11. Measure what matters – Quality of Experience
Metrics are the lifeblood of delivering a seamless online streaming experience, especially for large-scale events where every second matters.

Three key metrics stand out in importance:

Bitrate measures the quality of the video stream, determining how sharp and smooth the content looks to the viewer. A high, stable bitrate ensures that viewers enjoy crisp content, whereas fluctuations or drops can lead to pixelation and degraded quality, breaking the immersion of live events.
Rebuffering Ratio is another critical metric that indicates what percentage of viewers experience interruptions due to the video player running out of content to display. Rebuffering moments are not just frustrating—they can severely impact a viewer's perception of the event and the platform delivering it.
Video Startup Failure is a fatal flaw in streaming. This occurs when the player fails to load the content entirely, leaving the viewer stuck with a blank screen. Unlike a momentary buffering issue, VSF leaves viewers without any access to the event, which can significantly harm both reputation and viewer trust.

Optimizing for these metrics often involves sophisticated strategies, including multi-CDN architectures. When primary and secondary paths to deliver content become saturated—a not uncommon scenario during high-demand events—leveraging the collective capacity of multiple CDNs ensures the stream continues uninterrupted. These metrics not only guide technical improvements but also serve as a reflection of the viewer experience, making them essential benchmarks for success in the competitive landscape of live streaming.

Final thoughts

In the coming months, Netflix is stepping up its game in live event programming with some exciting offerings, including upcoming NFL games with, perhaps an even higher anticipated halftime show featuring Beyoncé, which is very likely to captivate a large audience worldwide.

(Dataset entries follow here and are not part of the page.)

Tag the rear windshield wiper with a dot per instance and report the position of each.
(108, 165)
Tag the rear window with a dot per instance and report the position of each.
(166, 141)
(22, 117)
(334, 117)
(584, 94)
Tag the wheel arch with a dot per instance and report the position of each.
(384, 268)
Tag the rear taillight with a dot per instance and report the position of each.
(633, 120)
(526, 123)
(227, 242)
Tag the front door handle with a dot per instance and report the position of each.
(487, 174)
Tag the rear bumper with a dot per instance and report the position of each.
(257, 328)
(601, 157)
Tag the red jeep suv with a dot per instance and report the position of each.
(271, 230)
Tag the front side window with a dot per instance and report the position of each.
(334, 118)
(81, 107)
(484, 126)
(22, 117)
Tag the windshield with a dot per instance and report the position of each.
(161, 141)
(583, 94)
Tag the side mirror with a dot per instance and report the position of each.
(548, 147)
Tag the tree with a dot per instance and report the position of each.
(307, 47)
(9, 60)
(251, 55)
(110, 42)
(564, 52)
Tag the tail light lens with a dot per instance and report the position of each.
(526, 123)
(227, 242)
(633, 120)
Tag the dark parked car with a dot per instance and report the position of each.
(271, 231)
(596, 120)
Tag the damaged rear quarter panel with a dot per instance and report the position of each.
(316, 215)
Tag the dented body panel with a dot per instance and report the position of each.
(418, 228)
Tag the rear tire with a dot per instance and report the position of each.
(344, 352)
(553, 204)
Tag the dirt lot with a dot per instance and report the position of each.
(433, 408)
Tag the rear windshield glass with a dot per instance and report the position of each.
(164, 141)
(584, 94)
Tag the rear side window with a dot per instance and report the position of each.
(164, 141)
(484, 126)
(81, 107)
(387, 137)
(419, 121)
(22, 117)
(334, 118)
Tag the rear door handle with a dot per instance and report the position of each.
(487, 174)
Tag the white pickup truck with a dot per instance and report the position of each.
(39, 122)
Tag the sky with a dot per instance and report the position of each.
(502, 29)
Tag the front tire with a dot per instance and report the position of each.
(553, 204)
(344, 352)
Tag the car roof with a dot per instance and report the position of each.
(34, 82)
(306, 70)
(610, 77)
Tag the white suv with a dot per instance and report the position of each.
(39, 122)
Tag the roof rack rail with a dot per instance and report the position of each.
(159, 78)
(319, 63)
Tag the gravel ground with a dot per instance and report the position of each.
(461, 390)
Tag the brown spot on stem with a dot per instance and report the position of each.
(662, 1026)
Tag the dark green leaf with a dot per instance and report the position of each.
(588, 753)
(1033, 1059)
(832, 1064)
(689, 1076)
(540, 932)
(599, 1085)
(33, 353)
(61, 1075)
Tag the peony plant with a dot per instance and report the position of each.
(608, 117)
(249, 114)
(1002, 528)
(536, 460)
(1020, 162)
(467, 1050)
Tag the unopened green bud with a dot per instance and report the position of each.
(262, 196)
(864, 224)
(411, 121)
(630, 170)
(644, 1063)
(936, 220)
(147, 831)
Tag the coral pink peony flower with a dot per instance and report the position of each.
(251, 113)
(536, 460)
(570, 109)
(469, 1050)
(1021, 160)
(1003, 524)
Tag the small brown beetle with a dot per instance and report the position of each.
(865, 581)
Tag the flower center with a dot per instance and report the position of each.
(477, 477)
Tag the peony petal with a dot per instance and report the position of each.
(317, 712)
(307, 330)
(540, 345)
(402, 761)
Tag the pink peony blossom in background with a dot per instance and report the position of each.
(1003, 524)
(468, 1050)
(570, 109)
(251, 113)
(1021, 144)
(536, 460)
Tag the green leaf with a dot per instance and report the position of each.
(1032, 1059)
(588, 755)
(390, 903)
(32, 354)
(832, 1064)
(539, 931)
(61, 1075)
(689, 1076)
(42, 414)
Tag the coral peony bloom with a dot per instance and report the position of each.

Live streaming has become a cornerstone of modern entertainment, combining the immediacy of live events with the accessibility of on-demand platforms. The challenges Netflix faced aren’t isolated—they highlight the intricate and ever-evolving complexities of delivering live content at scale.

At Fastly, we’ve built our expertise on delivering some of the world’s largest online events. We know the stakes are high because we’ve lived them—ensuring every frame reaches audiences as intended. Live streaming is more than a technical achievement; it’s about preserving trust, excitement, and connection with fans and subscribers. It’s why we continue to innovate and refine our approach, knowing the margin for error is razor-thin and the expectations of viewers are higher than ever.